Type Module Typical use
Result[T, E] arnetheduck/nim-results Structured success/error return
Option[T] std/options Optional value
Future[T] chronos / std/asyncdispatch Async result

Wrappers chain: Future[Result[T, E]] unwraps through both layers, so the common async-with-error return shape validates the final state.

Return-Type Validation

Result[T, E]

import results

proc preCheck(p: Proposed): Result[PreChecked, string] {.transition.} =
  ok(PreChecked(Order(p)))

The pragma unwraps Result[PreChecked, string] to PreChecked and verifies the Proposed -> PreChecked edge.

Option[T]

import std/options

proc tryAdvance(s: A): Option[B] {.transition.} =
  some(B(Flow(s)))

The pragma unwraps Option[B] to B and verifies A -> B.

Future[T] (async)

import chronos

proc connect(c: Disconnected): Future[Connecting] {.async, transition.} =
  return Connecting(Socket(c))

Both pragma orderings — {.async, transition.} and {.transition, async.} — produce identical signature AST from the pragma's perspective, so both work. {.transition, async.} is recommended for forward-compatibility with future body-level analysis.

Future[Result[T, E]]

The most common async-with-error shape:

proc send(
    p: PreChecked
): Future[Result[SentUnacked, SendError]] {.async, transition.} =
  return ok(SentUnacked(Message(p)))

The pragma walks Future -> Result -> SentUnacked and validates PreChecked -> SentUnacked.

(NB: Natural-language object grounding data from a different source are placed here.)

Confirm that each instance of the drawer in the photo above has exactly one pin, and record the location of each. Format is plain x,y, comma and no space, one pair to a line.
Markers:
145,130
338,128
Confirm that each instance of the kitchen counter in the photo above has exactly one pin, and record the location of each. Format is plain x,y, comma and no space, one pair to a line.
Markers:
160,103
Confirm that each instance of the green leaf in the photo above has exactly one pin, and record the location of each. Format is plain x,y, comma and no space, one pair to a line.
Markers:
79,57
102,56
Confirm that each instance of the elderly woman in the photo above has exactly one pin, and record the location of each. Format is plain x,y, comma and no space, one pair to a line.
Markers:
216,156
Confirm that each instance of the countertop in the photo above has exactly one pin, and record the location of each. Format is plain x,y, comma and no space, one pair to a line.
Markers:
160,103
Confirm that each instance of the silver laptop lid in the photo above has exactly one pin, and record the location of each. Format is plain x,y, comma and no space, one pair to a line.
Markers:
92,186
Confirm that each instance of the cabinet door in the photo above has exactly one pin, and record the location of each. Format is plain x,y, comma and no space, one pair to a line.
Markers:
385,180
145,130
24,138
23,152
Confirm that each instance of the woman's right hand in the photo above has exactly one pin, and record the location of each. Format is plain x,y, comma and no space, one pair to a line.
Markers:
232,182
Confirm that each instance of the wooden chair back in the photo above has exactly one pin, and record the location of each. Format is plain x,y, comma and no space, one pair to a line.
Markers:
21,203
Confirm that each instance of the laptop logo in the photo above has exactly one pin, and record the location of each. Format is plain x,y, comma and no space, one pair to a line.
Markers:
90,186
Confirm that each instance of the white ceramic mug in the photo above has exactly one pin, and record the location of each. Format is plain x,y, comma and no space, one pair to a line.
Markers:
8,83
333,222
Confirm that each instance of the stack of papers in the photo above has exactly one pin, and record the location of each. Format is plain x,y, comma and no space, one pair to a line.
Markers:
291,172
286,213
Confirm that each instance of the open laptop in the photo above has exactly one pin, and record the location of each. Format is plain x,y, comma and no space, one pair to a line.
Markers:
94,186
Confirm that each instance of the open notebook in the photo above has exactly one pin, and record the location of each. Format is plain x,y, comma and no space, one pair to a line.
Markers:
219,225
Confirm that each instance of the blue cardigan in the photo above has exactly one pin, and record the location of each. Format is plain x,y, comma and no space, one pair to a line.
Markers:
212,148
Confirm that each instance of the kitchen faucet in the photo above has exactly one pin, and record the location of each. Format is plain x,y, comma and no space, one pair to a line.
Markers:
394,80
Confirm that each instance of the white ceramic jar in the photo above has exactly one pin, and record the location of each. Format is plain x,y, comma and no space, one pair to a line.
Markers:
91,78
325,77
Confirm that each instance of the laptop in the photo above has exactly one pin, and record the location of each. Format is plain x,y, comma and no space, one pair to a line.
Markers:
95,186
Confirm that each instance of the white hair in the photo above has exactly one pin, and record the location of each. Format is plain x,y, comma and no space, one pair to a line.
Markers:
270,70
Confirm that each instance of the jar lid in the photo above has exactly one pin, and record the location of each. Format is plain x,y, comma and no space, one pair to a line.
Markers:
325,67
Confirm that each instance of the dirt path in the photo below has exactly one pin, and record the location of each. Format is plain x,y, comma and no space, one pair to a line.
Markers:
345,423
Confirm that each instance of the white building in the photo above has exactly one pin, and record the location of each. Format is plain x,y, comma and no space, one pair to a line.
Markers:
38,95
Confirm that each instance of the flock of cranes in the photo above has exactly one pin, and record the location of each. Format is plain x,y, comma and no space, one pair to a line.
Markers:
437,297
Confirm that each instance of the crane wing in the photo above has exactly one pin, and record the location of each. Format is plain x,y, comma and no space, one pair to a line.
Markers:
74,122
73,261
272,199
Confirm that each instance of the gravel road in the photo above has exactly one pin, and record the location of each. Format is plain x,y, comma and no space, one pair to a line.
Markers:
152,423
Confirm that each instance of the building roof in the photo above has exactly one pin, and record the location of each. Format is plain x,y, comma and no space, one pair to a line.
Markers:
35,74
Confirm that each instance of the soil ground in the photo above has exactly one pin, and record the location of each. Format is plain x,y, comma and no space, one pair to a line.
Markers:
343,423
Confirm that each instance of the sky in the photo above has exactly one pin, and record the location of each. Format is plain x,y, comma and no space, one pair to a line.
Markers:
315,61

Registering Your Own Wrapper

Mark the type with {.transparentWrapper.} (cosmetic), then register it at compile time:

type MyBox*[T] {.transparentWrapper.} = object
  inner: T

static:
  registerTransparentWrapper("MyBox")

# Now this validates the A -> B edge through MyBox:
proc advance(a: A): MyBox[B] {.transition.} =
  MyBox[B](inner: B(Flow(a)))

The First-Generic-Argument Contract

Registered wrappers MUST put the wrapped state type at the first generic-argument position. This matches the built-in seeds:

Wrapper Shape State position
Result[T, E] T is state, E is error First
Option[T] T is state First
Future[T] T is state First
MyBox[T] Your wrapper First

For a wrapper like Container[Metadata, State] where the state is at position 1, do NOT register it. Use a non-transparent wrapper and validate the transition at the call site instead.

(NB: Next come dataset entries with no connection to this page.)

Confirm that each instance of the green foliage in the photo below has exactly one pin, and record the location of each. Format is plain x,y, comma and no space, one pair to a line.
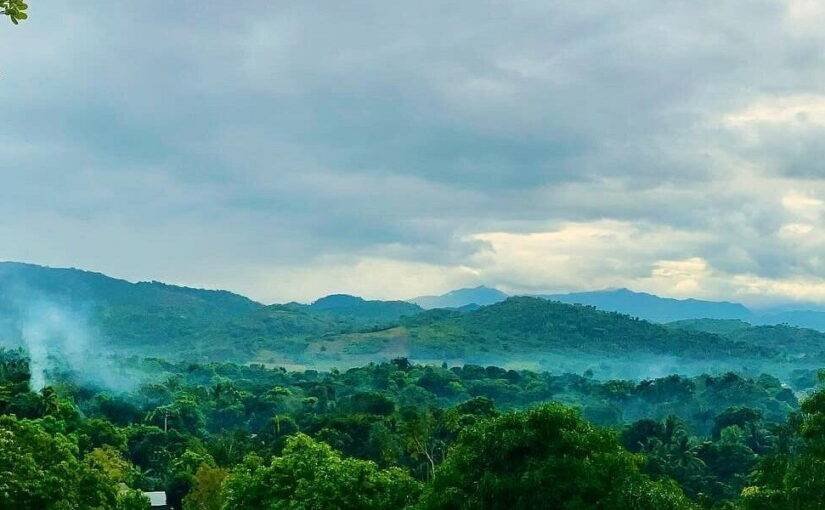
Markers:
14,9
206,493
43,470
547,457
310,475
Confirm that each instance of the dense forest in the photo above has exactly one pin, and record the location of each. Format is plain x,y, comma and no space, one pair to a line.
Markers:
399,435
109,390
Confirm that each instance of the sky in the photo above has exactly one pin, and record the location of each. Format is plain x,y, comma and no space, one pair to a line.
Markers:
287,150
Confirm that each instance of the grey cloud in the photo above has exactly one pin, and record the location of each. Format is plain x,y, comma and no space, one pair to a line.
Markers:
278,133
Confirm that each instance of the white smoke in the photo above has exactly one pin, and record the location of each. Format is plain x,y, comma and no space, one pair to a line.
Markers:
54,336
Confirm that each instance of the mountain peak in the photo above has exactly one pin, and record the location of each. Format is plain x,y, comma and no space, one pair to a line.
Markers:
481,295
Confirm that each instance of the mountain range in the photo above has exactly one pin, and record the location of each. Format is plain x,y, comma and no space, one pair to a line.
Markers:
643,305
611,332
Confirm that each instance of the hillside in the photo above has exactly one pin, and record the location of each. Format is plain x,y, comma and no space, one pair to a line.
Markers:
480,296
60,306
654,308
536,332
797,343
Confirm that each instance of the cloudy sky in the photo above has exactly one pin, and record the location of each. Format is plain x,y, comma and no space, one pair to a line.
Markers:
290,149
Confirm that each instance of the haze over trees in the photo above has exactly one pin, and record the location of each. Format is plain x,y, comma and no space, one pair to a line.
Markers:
14,9
384,405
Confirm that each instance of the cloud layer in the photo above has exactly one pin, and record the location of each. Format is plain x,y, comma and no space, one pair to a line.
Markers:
286,150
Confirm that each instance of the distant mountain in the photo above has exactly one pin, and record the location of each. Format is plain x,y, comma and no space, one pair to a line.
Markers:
462,297
371,313
54,306
654,308
813,319
527,327
798,343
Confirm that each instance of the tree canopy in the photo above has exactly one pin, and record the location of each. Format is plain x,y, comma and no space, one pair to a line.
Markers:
14,9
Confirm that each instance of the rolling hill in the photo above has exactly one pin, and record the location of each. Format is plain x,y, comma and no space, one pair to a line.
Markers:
652,307
459,298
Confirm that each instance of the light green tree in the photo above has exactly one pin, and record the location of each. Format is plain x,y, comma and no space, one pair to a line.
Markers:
14,9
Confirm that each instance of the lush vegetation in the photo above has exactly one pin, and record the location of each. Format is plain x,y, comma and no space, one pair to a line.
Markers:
186,394
14,9
399,435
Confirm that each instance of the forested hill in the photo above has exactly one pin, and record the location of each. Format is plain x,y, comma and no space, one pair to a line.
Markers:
21,284
525,324
795,342
151,318
654,308
340,330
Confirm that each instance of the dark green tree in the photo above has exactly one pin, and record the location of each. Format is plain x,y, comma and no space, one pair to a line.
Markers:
546,457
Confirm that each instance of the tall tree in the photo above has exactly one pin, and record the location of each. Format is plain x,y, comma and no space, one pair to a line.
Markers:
14,9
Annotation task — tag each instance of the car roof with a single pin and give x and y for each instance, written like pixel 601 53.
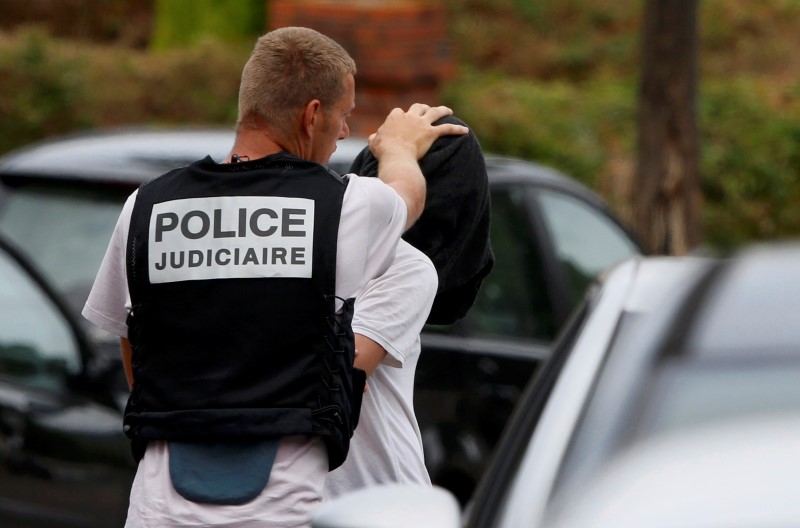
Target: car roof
pixel 136 154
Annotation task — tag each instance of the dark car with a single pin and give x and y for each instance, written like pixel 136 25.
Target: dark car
pixel 671 400
pixel 63 458
pixel 59 201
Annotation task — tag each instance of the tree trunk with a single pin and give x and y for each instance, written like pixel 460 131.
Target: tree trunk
pixel 667 196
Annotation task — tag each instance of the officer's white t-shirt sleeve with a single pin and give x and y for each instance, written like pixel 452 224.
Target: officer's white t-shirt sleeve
pixel 387 218
pixel 393 308
pixel 109 301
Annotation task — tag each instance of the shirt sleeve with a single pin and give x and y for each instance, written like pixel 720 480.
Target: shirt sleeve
pixel 109 301
pixel 393 307
pixel 387 219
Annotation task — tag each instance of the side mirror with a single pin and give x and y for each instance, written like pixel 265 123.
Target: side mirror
pixel 390 506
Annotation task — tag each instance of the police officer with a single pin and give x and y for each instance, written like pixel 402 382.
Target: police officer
pixel 231 288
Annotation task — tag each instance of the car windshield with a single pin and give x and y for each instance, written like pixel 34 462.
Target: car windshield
pixel 36 344
pixel 64 230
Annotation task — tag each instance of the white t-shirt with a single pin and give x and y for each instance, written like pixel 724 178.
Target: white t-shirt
pixel 372 220
pixel 387 446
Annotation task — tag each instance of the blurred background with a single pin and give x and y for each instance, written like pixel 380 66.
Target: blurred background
pixel 555 81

Opting Out: Local Types That Shadow a Built-in

If your project defines its own generic type that happens to share a name with a built-in wrapper (e.g., a local Result type used as a typestate state), call unregisterTransparentWrapper near the typestate declaration:

static:
  unregisterTransparentWrapper("Result")

type
  Flow = object
  Pending = distinct Flow
  Result = distinct Flow  # local state, shadows the wrapper name

typestate Flow:
  states Pending, Result
  transitions:
    Pending -> Result

proc finish(p: Pending): Result {.transition.} =
  Result(Flow(p))

Without the unregisterTransparentWrapper("Result") call, the pragma would try to unwrap Result as a wrapper and fail (or silently do the wrong thing, depending on whether the local Result is generic).

API

{.transparentWrapper.}

Cosmetic marker pragma. Applying it to a generic type does NOT register the wrapper; it documents intent and pairs with an explicit registerTransparentWrapper(...) call. The actual registration is always a compile-time static: block.

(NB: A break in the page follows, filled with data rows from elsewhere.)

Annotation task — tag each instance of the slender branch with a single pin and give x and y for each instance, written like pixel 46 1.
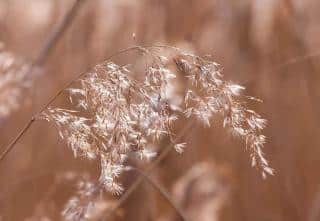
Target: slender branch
pixel 163 192
pixel 154 164
pixel 32 120
pixel 41 59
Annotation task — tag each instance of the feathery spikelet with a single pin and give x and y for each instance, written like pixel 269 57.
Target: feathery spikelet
pixel 126 116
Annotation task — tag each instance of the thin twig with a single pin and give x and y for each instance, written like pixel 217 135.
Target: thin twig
pixel 32 120
pixel 41 59
pixel 163 192
pixel 154 164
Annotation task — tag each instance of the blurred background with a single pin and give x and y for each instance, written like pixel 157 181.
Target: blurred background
pixel 269 46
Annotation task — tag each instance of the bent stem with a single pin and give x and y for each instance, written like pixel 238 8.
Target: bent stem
pixel 162 191
pixel 148 171
pixel 50 43
pixel 40 61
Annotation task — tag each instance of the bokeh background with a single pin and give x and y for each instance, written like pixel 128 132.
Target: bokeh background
pixel 269 46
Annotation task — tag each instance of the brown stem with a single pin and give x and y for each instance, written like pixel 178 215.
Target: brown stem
pixel 139 180
pixel 40 60
pixel 23 131
pixel 163 192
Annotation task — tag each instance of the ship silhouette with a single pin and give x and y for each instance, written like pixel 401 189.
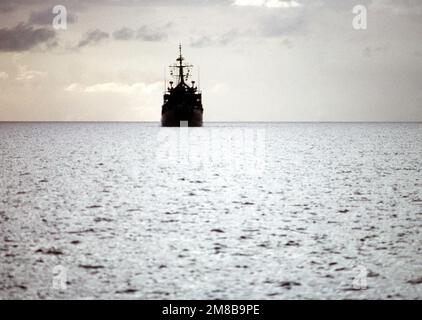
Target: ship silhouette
pixel 182 101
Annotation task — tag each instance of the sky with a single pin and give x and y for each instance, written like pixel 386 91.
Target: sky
pixel 259 60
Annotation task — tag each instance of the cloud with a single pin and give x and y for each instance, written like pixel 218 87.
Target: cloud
pixel 93 37
pixel 219 40
pixel 26 74
pixel 46 17
pixel 4 75
pixel 124 34
pixel 115 87
pixel 25 37
pixel 147 34
pixel 285 4
pixel 144 33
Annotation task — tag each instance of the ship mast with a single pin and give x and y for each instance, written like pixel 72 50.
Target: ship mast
pixel 180 59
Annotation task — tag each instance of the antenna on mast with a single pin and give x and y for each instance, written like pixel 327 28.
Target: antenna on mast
pixel 199 78
pixel 165 80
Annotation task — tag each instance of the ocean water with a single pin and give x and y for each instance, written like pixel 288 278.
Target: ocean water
pixel 228 211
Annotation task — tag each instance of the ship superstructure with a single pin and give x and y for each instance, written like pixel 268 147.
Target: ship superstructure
pixel 182 101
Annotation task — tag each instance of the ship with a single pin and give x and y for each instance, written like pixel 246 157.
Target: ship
pixel 182 101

registerTransparentWrapper(name: string)

Register a wrapper type as transparent for {.transition.} return validation. Accepts either a bare name ("MyBox") or a module-qualified name ("mymod.MyBox"). Call inside a static: block.

unregisterTransparentWrapper(name: string)

Remove a wrapper from the registry. Use this to opt a built-in wrapper out when your project has a same-name type that shouldn't be unwrapped. Also callable inside a static: block.

isTransparentWrapper(name: string): bool

Predicate. Checks both the given name and its extracted base name, so module-qualified forms ("results.Result") and bare forms ("Result") both hit the registry.

Notes

  • Wrapper matching is string-based: the registry stores names, not type symbols. A user-defined Result type in a project would silently get unwrapped unless you call unregisterTransparentWrapper("Result").
  • Cycle and depth protection: the unwrap walk detects wrapper cycles (W1[W2[W1[X]]]) and caps depth at 32.
  • The pragma validates the outermost wrapper chain only. seq[T] is NOT a transparent wrapper — if you return seq[B] from source A, the pragma will report the literal "seq" and reject the edge.